Dive Brief:
- The EPA's Clean Power Plan left FERC out of the process, and commissioners at the agency have indicated they want to have a role in ensuring carbon reductions do not impact grid reliability.
- FERC Commissioner Tony Clark told E&E Publishing that perhaps a technical conference could be convened to find a way for the agency to provide a high-level view of the potential impacts of carbon reductions. He wants, above all, a formal role for FERC in evaluating the Clean Power Plan.
- Collette Honorable, President Obama's nomination to a vacant seat at FERC, has said she would support a technical conference but stopped short of advocating a direct role for the commission.
Dive Insight:
The U.S. Environmental Protection Agency's proposed Clean Power Plan is aimed at cutting U.S. greenhouse gas emissions 30% below a 2012 benchmark by 2030. But utilities say the proposal is too much, too quickly, and could endanger grid reliability by forcing some plants offline.

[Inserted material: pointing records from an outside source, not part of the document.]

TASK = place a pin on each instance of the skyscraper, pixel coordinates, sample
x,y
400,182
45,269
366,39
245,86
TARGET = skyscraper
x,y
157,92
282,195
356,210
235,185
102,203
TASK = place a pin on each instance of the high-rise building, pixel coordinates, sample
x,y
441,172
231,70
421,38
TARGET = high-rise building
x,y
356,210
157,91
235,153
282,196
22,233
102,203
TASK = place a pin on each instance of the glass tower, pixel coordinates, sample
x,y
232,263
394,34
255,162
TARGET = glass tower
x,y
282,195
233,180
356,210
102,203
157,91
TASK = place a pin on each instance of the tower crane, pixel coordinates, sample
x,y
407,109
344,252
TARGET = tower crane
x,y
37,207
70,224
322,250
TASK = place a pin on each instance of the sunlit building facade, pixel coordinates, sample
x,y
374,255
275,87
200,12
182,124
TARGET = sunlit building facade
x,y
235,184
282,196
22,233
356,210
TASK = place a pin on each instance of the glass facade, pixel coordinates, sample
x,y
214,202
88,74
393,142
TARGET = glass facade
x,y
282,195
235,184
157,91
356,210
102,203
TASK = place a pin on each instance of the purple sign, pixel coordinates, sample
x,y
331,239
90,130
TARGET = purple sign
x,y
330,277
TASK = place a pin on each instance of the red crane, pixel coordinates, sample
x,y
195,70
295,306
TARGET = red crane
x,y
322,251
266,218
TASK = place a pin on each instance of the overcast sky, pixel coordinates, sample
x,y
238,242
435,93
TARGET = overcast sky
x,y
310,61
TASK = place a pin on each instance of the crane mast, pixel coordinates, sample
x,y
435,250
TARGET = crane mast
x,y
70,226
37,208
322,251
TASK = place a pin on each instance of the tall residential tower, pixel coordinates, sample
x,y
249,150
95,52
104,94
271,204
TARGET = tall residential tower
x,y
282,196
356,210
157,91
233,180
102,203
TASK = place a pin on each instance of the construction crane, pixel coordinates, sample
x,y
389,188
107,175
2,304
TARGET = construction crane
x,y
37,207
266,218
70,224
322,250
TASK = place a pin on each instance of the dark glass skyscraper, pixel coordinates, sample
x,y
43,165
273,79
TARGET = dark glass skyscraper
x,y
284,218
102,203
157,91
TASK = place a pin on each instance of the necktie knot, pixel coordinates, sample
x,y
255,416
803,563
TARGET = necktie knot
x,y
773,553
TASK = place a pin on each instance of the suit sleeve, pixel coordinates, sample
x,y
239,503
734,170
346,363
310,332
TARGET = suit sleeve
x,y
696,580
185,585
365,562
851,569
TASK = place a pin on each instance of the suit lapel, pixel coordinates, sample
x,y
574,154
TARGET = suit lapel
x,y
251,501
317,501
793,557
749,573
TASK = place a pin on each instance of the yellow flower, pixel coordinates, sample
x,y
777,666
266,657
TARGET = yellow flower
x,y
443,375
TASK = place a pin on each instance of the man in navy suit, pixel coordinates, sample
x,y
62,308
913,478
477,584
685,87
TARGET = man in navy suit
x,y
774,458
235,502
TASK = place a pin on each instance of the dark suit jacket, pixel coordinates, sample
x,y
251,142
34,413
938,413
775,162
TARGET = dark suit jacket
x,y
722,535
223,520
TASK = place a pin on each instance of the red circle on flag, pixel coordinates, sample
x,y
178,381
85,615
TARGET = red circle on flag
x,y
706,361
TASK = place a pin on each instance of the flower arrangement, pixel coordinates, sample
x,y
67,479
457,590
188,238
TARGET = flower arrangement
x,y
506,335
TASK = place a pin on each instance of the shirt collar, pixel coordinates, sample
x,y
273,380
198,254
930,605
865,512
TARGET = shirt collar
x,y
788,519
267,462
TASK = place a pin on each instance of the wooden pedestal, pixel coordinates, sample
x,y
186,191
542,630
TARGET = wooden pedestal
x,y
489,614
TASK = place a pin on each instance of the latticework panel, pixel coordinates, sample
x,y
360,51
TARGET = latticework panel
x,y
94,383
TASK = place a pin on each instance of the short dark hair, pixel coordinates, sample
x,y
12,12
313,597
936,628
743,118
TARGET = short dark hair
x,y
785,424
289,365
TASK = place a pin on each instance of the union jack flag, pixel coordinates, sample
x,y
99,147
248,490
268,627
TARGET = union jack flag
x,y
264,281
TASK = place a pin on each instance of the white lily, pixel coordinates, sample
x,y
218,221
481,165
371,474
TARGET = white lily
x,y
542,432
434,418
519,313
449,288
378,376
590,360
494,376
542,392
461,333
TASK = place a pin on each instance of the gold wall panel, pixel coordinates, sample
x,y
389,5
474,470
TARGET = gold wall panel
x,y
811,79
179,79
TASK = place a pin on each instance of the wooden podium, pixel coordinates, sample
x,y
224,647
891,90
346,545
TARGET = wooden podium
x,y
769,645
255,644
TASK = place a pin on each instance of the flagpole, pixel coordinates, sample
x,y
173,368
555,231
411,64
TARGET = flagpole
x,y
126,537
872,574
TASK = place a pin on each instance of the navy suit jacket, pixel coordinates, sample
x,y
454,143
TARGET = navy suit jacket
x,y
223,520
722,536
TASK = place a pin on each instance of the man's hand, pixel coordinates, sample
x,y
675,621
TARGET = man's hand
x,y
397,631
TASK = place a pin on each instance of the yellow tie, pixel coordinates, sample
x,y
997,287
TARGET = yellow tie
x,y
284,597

The EPA says it wrote significant flexibility into the regulations, but in late October released a notice of data availability in which it conceded "some stakeholders have expressed concerns with the approach that the EPA used to determine states’ interim goals."
"Significant shifts of generation away from coal-fired generators to [Natural Gas Combined Cycle (NGCC)] units ... will be necessary by 2020 and will be difficult for at least some states to reasonably achieve in that timeframe," EPA noted.
FERC's Clark said he would support a technical conference on how the commission can be involved. "There's got to be somebody who takes a look at it from the 20,000-foot level and can say, 'Wait a second, what you're telling these utilities to do over here doesn't work over there, and it's going to cause reliability problems,'" he told E&E.
Honorable, who did not directly advocate for a role in her testimony before a Senate committee last week, said she has a history of pushing for "infrastructure development to ensure safety and efficiency, increased reliability and resilience efforts, diversity of energy and of our energy workforce."